Ferry Irwandi jadi Terduga
Sementara itu, empat jenderal TNI belum lama ini mendatangi Polda Metro Jaya, untuk berkonsultasi dengan jajaran kepolisian, Selasa, (10/9). Kedatangan mereka terkait dugaan tindak pidana yang melibatkan CEO Malaka Project, Ferry Irwandi.
Ferry Irwandi lantas menanggapi tindakan para jenderal tersebut. Melalui akun YouTube pribadinya, ia menyatakan tidak mengetahui persoalan yang dikonsultasikan TNI.
“Gua (saya) enggak tahu apa-apa, gua lagi main FIFA,” kata Ferry.
Ia juga menegaskan, tidak akan melarikan diri.
“Tenang aja Pak Jenderal, saya tidak pernah lari. Saya masih di Jakarta, saya tidak akan pergi ke Singapura, Cina, dan lain sebagainya, Pak,” ujarnya.
Ferry mengaku siap menghadapi jika aparat ingin memproses hukum.

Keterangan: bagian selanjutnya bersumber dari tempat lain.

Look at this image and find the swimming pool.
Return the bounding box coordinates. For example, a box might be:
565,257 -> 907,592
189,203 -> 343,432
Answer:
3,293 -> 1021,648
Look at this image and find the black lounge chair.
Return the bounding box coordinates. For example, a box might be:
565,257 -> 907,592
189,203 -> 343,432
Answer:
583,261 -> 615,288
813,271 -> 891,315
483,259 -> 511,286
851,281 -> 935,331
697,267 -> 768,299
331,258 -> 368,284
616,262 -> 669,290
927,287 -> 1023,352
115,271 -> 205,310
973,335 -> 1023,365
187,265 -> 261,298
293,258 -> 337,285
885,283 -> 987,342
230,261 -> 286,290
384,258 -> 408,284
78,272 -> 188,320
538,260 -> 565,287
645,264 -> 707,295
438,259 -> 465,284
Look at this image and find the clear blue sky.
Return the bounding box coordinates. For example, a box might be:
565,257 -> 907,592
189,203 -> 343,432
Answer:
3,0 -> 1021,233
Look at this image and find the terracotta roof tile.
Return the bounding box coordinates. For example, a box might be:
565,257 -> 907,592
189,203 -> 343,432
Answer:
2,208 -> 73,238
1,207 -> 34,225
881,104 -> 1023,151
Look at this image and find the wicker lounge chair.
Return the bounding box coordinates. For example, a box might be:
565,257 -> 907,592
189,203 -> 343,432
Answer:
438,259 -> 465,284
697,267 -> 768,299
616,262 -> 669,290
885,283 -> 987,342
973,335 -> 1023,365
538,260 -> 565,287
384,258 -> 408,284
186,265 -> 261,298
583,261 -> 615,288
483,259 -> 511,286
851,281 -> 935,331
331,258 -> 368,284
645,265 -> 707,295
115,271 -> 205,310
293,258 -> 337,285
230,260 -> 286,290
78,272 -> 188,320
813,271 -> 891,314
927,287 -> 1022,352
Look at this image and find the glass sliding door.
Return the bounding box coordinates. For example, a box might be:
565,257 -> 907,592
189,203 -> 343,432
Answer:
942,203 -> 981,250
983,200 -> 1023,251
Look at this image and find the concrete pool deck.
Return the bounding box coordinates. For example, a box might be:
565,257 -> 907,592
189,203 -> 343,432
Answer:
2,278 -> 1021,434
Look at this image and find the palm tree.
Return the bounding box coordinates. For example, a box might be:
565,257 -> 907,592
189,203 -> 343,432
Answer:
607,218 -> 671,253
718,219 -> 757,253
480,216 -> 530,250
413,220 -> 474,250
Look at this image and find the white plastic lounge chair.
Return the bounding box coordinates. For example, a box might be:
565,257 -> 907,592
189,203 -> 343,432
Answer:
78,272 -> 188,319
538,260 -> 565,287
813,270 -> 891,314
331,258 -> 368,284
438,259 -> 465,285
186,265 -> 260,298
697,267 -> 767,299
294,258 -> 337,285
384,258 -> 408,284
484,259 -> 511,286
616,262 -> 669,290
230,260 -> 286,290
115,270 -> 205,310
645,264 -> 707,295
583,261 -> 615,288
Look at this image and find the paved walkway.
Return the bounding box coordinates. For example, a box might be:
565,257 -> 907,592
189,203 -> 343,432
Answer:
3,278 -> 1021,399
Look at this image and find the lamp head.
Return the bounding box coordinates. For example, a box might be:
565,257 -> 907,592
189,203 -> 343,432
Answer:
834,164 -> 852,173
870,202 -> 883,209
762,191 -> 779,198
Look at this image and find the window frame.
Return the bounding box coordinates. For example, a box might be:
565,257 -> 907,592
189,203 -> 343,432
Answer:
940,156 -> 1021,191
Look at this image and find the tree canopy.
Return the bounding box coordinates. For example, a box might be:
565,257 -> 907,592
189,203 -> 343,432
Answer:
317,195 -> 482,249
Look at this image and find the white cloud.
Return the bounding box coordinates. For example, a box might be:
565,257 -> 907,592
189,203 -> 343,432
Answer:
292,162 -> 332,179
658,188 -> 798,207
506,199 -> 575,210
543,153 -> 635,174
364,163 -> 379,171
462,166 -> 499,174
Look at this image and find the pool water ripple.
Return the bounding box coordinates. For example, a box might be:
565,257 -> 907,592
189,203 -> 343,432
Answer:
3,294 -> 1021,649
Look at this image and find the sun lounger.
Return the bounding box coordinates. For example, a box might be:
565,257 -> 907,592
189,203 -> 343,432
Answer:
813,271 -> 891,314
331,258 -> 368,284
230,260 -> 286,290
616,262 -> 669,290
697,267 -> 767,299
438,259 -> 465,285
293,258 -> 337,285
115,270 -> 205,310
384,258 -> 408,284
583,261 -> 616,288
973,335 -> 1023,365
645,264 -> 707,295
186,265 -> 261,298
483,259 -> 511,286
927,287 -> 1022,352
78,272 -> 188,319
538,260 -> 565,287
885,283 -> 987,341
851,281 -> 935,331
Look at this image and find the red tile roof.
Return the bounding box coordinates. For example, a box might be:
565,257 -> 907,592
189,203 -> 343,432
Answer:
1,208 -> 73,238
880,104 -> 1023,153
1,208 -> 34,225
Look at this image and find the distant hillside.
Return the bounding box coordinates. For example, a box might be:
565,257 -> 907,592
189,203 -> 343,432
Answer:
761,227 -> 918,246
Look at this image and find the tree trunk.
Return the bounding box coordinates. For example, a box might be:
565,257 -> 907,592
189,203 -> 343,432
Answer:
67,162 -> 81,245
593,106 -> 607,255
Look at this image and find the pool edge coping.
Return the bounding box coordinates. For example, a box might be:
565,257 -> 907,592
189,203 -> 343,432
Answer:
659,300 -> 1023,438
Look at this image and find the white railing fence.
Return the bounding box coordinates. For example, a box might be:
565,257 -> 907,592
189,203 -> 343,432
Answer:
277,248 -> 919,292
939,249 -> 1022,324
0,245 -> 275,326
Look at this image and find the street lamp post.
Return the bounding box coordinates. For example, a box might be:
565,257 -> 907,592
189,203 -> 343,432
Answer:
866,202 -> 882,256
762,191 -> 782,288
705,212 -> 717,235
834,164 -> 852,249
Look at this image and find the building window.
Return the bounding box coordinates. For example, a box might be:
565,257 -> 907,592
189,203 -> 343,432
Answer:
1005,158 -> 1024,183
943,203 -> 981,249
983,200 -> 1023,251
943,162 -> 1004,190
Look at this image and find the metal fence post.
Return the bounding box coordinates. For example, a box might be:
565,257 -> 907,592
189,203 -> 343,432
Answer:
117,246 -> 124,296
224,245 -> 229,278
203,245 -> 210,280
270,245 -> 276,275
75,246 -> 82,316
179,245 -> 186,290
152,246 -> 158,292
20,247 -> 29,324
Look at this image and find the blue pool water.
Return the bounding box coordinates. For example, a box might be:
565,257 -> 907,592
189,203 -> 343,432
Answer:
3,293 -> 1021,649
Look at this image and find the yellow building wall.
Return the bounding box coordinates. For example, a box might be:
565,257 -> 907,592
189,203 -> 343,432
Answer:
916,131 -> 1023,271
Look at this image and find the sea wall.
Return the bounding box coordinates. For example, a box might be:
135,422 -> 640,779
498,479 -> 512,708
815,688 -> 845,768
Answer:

“Tindakan ini dianggap bikin saya takut, khawatir, cemas, tidak Pak. Saya akan jalani, saya enggak akan playing victim, merengek-rengek, tidak. Kalau memang mau diproses hukum, ya, ini kan negara hukum. Kita jalani bersama saja,” jelasnya.
Menurut Ferry, hingga kini ia tidak mengetahui tuduhan pidana yang diarahkan kepadanya.
“Saya juga enggak tau tindak pidana apa yang saya lakukan. Hahaha. Ya, memang Republik ini pantas untuk pemerintah, aparat, dan sistem yang lebih baik,” katanya.
Dalam pernyataannya, Ferry menutup dengan penegasan bahwa gagasan tidak bisa diberangus.
“Satu hal yang selalu gue ingat adalah ide itu enggak bisa dibunuh ataupun dipenjara,” ucapnya.
Keadilan Restoratif
Data per Minggu, 8 September 2025, ada 5.444 orang ditangkap selama demonstrasi. Dari jumlah itu, 4.800 sudah dipulangkan Polri.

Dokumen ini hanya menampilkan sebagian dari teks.